Politik
Am 9. Mai soll die Tour der Rocker in Berlin enden.
Am 9. Mai soll die Tour der Rocker in Berlin enden.(Foto: picture alliance / dpa)

Biker besuchen KZ Dachau: Drei "Nachtwölfe" scheitern an Einreise

Sympathisanten des kremlnahen Motorclubs "Nachtwölfe" haben unter Beobachtung von Sicherheitsbehörden die KZ-Gedenkstätte Dachau besucht. Drei Mitglieder des Rockerclubs haben es dagegen nicht ins Land geschafft.

Sympathisanten des kremlnahen russischen Rockerclubs "Nachtwölfe" haben die KZ-Gedenkstätte Dachau besucht. Vier Männer fuhren mit Motorrädern vor und schwenkten Fahnen in den russischen Nationalfarben weiß, blau und rot. Ein Priester der russisch-orthodoxen Auferstehungskirche der Gedenkstätte sagte, die Christen hätten Kerzen angezündet und gebetet. Anschließend besichtigten die Männer das Krematorium des vor 70 Jahren von US-Truppen befreiten Konzentrationslagers und legten Blumen am Mahnmal nieder.

Andernorts wurde Mitgliedern der Gruppe die Einreise nach Deutschland verwehrt. Das Auswärtige Amt bestätigte, dass drei führenden Mitgliedern der "Nachtwölfe" am Flughafen Berlin-Schönefeld die Einreise verweigert worden sei. Bei den am Sonntag nach Bayern eingereisten Bikern handelt es sich nach Angaben der Bundespolizei um Sympathisanten und Familienangehörige der "Nachtwölfe", also nicht um Mitglieder.
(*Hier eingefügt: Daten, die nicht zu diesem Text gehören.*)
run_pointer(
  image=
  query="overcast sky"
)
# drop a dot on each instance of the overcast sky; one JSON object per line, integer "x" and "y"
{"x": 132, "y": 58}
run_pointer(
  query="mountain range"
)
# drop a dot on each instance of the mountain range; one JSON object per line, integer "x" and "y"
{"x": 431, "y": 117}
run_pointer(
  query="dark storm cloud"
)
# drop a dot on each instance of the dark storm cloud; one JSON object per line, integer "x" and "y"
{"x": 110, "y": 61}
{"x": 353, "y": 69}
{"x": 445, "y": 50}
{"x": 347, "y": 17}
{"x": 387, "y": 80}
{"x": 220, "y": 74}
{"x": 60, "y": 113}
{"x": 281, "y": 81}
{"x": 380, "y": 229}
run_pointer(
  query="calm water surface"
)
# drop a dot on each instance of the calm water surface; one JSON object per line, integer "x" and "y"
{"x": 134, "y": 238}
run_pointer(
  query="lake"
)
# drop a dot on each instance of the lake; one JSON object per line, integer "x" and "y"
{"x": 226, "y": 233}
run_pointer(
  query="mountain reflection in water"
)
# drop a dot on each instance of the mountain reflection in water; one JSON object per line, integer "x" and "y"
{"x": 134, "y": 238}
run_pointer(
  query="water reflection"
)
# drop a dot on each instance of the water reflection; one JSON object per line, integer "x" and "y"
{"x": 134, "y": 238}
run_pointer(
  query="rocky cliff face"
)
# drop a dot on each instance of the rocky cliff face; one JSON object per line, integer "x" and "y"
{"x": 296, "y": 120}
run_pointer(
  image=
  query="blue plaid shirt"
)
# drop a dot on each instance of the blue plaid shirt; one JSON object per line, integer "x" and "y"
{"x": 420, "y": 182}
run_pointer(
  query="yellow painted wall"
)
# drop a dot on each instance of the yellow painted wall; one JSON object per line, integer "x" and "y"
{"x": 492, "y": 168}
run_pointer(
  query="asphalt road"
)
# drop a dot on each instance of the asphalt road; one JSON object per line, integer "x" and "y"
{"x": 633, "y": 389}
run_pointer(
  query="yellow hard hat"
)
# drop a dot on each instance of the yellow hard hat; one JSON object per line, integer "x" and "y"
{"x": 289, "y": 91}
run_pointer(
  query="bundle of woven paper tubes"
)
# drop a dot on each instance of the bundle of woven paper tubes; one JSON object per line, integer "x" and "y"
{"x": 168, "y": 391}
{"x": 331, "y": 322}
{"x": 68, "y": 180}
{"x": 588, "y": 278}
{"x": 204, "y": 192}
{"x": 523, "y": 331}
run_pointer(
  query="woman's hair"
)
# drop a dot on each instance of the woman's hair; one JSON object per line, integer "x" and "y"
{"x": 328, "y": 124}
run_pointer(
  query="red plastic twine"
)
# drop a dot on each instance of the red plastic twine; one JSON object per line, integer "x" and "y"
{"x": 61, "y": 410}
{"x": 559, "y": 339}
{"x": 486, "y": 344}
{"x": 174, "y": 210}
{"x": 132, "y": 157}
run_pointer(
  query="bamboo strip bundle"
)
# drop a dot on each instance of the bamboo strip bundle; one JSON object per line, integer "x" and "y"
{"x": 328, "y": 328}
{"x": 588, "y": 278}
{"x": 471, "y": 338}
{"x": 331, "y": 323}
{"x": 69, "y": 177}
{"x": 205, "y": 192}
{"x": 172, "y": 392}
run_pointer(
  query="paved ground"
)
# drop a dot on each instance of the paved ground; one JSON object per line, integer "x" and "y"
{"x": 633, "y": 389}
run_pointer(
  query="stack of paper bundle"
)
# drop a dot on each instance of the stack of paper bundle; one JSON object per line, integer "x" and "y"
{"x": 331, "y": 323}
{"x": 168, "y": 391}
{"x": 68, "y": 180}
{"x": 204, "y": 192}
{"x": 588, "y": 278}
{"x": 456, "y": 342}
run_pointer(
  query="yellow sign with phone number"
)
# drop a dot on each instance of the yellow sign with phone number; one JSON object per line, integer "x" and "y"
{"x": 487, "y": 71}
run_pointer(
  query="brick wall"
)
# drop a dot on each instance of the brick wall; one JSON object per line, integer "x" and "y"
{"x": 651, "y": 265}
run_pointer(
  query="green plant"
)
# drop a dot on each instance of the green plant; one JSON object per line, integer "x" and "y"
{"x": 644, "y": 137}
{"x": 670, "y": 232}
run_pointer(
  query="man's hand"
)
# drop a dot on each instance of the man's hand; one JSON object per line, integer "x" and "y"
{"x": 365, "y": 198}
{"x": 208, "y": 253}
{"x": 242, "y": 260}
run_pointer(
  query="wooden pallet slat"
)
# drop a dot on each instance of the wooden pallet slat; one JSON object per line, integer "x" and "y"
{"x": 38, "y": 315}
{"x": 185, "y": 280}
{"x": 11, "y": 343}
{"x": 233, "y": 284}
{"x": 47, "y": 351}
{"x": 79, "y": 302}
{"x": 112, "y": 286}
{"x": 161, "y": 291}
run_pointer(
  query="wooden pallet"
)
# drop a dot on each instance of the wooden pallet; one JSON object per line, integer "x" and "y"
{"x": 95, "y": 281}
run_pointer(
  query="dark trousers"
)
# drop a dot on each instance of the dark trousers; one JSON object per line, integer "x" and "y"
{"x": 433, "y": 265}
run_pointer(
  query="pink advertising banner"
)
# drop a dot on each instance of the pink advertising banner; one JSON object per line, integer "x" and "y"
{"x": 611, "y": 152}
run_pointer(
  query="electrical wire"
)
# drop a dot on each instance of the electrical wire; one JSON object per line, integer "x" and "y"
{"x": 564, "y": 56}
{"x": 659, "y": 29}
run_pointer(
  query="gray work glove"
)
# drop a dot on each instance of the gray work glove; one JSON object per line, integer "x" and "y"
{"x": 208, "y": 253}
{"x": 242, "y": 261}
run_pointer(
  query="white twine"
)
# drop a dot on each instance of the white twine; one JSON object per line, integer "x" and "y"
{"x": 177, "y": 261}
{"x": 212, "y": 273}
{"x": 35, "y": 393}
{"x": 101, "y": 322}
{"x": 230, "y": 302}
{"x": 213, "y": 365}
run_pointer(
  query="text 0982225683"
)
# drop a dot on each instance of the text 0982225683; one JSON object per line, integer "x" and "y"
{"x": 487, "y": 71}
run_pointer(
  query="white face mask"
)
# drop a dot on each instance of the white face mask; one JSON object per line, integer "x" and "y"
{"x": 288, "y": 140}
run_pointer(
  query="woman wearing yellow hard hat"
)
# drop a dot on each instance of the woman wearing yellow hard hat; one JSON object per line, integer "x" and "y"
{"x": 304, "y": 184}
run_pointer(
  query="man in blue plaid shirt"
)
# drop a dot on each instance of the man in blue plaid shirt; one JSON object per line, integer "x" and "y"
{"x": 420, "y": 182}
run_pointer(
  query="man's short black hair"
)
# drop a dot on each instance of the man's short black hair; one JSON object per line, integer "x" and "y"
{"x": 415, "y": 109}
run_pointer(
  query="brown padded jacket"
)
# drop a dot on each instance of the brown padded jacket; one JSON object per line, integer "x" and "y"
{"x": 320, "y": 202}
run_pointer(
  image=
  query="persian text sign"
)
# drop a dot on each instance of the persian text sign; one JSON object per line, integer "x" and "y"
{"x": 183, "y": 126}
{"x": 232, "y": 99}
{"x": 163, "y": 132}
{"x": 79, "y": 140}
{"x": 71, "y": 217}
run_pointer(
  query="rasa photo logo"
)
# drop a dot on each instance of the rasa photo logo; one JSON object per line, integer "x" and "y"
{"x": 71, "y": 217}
Alle zehn Personen hielten sich legal im Land auf, sagte ein Sprecher des Bundespolizeipräsidiums in Potsdam. Sie wurden an der Autobahn Salzburg-München (A8) und am Münchner Flughafen kontrolliert.

Die Bundesregierung steht der sogenannten "Siegestour" des Motorradclubs zum 70. Jahrestag des Kriegsendes in Deutschland zwar skeptisch gegenüber, plant aber keine Maßnahmen dagegen. Regierungssprecher Steffen Seibert sagte: "Grundsätzlich wird die Bundesregierung nicht verhindern, wenn Menschen 70 Jahre nach Ende des Zweiten Weltkriegs dieses Anlasses gedenken wollen."
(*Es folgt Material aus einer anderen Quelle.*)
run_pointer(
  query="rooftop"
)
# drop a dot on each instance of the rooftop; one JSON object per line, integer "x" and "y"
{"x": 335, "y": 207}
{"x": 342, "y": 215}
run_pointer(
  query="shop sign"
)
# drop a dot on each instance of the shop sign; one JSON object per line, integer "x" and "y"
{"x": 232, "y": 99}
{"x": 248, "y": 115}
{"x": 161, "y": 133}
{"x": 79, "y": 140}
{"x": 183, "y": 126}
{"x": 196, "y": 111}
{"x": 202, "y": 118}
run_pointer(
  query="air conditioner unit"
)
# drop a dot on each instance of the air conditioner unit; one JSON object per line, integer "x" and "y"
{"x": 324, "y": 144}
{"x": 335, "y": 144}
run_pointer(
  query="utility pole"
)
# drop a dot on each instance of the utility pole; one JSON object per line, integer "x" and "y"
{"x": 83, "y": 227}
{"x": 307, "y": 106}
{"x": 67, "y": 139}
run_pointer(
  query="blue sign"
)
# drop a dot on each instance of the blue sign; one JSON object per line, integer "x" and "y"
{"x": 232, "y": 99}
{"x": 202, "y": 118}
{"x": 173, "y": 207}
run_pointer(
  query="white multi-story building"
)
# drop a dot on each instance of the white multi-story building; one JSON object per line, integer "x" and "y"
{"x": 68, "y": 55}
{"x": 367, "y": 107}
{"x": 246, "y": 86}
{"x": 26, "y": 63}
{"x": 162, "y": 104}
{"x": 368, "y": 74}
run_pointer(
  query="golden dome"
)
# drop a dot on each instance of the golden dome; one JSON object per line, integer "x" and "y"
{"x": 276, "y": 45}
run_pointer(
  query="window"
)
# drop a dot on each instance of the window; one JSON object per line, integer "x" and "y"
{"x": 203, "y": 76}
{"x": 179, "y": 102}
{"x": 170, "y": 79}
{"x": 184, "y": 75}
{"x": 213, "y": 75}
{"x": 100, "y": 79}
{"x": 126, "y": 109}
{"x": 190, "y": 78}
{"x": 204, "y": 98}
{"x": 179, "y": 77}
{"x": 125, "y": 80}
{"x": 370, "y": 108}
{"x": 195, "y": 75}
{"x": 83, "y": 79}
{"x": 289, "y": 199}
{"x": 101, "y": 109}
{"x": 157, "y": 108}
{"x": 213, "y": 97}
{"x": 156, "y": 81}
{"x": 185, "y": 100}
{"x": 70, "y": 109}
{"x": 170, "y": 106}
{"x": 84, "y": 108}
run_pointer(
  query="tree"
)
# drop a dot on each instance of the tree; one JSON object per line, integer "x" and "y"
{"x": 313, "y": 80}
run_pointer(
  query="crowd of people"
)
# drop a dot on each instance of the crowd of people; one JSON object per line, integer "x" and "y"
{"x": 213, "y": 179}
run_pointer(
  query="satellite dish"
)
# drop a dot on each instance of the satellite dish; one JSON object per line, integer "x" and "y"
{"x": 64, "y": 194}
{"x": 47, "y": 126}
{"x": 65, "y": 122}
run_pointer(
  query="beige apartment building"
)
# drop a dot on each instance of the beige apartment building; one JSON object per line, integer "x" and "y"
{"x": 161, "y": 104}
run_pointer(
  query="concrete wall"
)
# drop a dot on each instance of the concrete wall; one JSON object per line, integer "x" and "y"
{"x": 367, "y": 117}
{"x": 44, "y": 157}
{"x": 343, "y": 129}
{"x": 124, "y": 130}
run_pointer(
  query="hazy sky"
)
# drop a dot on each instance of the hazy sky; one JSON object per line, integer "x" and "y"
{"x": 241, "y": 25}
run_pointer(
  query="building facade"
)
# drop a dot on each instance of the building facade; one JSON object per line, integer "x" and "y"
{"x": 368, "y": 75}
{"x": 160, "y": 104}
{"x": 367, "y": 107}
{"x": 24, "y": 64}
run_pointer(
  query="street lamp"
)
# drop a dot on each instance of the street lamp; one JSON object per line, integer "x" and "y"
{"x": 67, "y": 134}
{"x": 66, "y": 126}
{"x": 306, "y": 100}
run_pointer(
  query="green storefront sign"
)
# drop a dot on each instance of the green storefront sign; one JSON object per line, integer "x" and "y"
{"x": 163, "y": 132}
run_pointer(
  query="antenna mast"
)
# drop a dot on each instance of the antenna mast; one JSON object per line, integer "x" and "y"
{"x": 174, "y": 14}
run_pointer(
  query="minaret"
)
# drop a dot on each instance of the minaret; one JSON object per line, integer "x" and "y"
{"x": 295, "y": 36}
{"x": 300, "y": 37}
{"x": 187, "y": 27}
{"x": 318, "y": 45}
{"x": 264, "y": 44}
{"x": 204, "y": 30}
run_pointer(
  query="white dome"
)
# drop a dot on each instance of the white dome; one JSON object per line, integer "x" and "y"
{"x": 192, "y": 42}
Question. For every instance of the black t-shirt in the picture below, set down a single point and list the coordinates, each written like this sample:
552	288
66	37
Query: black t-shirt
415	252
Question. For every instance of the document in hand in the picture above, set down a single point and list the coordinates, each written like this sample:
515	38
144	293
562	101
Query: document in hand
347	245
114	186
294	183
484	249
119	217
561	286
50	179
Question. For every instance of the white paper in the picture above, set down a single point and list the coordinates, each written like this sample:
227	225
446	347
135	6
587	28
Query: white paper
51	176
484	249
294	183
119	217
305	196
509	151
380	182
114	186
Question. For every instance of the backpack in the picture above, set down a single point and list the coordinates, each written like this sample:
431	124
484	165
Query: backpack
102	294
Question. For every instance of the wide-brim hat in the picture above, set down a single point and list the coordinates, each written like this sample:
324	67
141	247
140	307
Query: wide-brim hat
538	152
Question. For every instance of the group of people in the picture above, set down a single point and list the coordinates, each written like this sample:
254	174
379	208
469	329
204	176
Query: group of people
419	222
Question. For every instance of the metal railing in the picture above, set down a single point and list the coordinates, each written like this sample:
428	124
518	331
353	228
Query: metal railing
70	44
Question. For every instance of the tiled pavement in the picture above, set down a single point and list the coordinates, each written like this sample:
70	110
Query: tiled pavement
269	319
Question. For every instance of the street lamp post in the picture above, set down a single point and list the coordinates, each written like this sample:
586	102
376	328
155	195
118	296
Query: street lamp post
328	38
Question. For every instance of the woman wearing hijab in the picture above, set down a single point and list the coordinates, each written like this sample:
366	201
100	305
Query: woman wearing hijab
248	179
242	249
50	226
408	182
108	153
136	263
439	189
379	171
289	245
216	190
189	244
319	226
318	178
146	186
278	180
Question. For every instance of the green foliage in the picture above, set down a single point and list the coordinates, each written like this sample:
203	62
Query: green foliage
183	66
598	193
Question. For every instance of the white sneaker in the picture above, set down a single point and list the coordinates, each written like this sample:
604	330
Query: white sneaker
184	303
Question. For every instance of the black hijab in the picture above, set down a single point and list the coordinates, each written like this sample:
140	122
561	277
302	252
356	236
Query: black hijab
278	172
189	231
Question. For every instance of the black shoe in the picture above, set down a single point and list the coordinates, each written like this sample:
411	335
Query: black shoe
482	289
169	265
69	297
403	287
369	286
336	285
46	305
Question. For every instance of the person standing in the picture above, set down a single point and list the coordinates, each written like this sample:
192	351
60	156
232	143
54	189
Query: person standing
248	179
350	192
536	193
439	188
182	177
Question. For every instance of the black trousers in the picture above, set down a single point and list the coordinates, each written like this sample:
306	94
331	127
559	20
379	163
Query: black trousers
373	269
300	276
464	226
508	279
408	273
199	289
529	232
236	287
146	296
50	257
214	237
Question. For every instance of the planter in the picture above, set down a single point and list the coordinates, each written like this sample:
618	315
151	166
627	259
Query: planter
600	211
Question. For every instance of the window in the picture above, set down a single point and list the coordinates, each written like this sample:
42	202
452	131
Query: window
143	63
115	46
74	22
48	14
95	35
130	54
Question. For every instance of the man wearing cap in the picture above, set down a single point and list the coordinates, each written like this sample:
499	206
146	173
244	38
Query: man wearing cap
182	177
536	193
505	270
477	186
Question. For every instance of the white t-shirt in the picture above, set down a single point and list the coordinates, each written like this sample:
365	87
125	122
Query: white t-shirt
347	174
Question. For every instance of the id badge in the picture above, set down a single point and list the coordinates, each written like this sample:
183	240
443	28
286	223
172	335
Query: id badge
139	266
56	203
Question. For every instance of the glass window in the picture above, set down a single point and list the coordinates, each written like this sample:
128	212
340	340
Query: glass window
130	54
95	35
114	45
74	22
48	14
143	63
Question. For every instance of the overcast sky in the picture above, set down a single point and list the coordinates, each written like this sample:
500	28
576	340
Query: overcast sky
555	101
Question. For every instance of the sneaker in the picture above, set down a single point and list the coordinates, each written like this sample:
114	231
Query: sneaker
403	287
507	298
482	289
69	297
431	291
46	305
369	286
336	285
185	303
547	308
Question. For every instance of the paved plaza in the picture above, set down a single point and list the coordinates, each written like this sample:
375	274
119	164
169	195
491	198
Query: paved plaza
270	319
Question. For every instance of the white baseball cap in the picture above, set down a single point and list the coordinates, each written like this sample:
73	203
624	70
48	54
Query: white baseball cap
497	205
Tour endet am 9. Mai in Berlin

In Lübeck-Travemünde nahm die Bundespolizei einen "Nachtwolf" in Gewahrsam. Der Mann sei am Sonntagabend mit einer Fähre aus Helsinki gekommen, sagte ein Sprecher. Die Überprüfung der Reiseunterlagen dauere an. Der Alleinreisende "Nachtwolf" habe möglicherweise falsche Gründe für seine Visa-Erteilung angegeben. Die "Nachtwölfe" selbst schreiben in ihrem Blog, dass der Mann ausgewiesen werden soll.
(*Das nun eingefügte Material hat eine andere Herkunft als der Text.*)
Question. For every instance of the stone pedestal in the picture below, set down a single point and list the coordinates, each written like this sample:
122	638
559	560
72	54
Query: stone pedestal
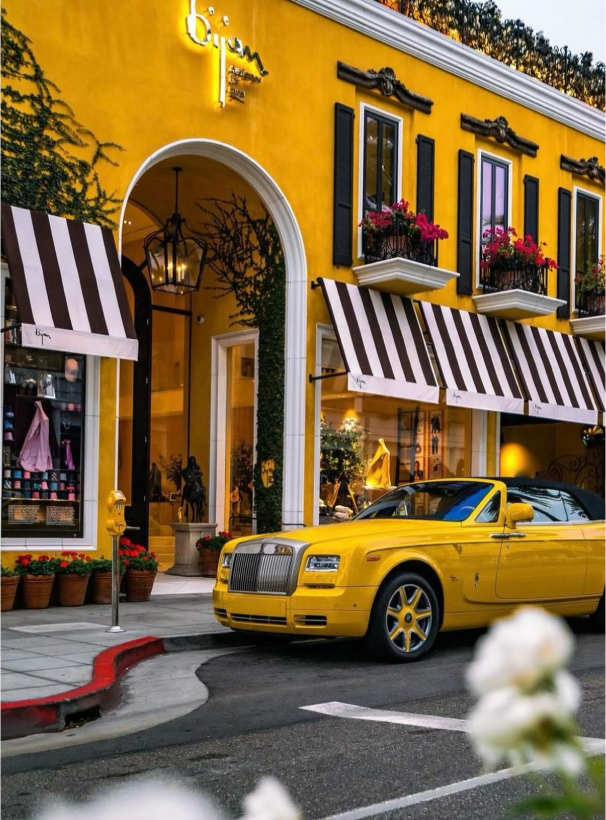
187	557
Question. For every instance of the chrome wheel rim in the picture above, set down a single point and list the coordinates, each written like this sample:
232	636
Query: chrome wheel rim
409	618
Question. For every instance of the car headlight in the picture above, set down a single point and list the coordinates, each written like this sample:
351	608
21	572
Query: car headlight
323	563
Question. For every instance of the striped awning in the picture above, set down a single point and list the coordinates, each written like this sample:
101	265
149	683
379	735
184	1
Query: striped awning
474	364
381	342
68	285
593	356
552	374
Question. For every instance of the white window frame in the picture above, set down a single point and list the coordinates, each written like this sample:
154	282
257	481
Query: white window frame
576	190
481	154
90	474
220	345
365	108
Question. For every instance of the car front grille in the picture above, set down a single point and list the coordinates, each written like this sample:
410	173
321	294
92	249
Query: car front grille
262	572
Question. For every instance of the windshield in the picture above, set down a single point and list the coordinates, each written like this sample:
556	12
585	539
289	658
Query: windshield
432	500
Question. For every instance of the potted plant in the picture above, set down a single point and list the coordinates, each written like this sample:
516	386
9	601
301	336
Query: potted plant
37	577
141	568
509	262
102	579
399	232
591	287
210	548
8	588
73	574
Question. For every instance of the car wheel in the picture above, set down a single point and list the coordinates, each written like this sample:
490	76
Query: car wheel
405	619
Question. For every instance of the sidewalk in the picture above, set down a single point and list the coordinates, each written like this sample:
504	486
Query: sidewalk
50	651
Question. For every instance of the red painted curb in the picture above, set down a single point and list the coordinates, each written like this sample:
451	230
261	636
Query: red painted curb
26	717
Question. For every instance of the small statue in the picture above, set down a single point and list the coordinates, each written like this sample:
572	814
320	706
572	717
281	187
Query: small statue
193	495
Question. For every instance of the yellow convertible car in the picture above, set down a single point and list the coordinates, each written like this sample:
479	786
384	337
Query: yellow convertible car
427	556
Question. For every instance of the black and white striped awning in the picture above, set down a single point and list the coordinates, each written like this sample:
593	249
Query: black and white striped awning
552	374
381	342
67	281
474	364
594	359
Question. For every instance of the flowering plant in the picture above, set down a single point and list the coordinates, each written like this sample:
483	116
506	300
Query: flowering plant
135	556
73	563
6	573
27	564
526	708
399	220
214	542
593	280
505	250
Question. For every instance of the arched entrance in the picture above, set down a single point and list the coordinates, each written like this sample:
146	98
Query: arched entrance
296	300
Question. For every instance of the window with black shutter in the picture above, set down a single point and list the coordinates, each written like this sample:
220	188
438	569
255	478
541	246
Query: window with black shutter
380	162
564	219
343	186
465	252
531	207
425	175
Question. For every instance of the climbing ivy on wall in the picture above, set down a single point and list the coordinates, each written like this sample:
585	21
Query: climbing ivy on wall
246	256
48	160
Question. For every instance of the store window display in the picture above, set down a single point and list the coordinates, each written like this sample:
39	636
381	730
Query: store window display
43	438
370	444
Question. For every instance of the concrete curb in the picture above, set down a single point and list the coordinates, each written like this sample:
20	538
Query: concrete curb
102	693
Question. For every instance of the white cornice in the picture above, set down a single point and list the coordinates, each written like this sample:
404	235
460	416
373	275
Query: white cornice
400	32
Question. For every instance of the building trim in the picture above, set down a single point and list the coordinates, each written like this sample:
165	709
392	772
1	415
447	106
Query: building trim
400	32
296	298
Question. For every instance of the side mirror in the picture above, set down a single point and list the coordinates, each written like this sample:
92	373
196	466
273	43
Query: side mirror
517	513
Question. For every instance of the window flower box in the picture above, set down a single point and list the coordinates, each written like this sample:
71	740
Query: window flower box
400	252
514	277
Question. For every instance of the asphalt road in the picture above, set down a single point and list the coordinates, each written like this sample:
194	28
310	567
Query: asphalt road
254	724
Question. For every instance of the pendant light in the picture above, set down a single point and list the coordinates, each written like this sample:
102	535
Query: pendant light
175	254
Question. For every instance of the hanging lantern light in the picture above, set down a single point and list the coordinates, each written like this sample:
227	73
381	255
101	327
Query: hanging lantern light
175	254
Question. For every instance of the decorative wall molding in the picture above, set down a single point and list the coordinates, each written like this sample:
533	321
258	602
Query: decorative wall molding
403	34
500	130
386	82
584	167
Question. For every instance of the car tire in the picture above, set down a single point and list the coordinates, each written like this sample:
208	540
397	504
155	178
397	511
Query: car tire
405	619
598	619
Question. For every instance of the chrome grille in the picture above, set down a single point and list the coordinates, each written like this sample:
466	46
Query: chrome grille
267	570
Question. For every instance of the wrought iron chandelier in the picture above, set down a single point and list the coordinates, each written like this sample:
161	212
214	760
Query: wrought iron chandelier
175	253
Die Tour der kremlnahen Rocker war am 25. April in Moskau gestartet und soll an diesem Samstag in Berlin enden. Russland begeht dann den Tag des Sieges über Hitlerdeutschland. Die "Nachtwölfe", deren Präsident Alexander Saldostanow mit dem russischen Präsidenten Wladimir Putin befreundet ist, unterstützen Positionen prorussischer Kräfte in der Ukraine. Saldostanow wies Vorwürfe zurück, die Biker wollten mit ihrer "Siegestour" provozieren. "Eine Provokation ist es, uns das Gedenken an den Zweiten Weltkrieg zu verwehren", sagte er.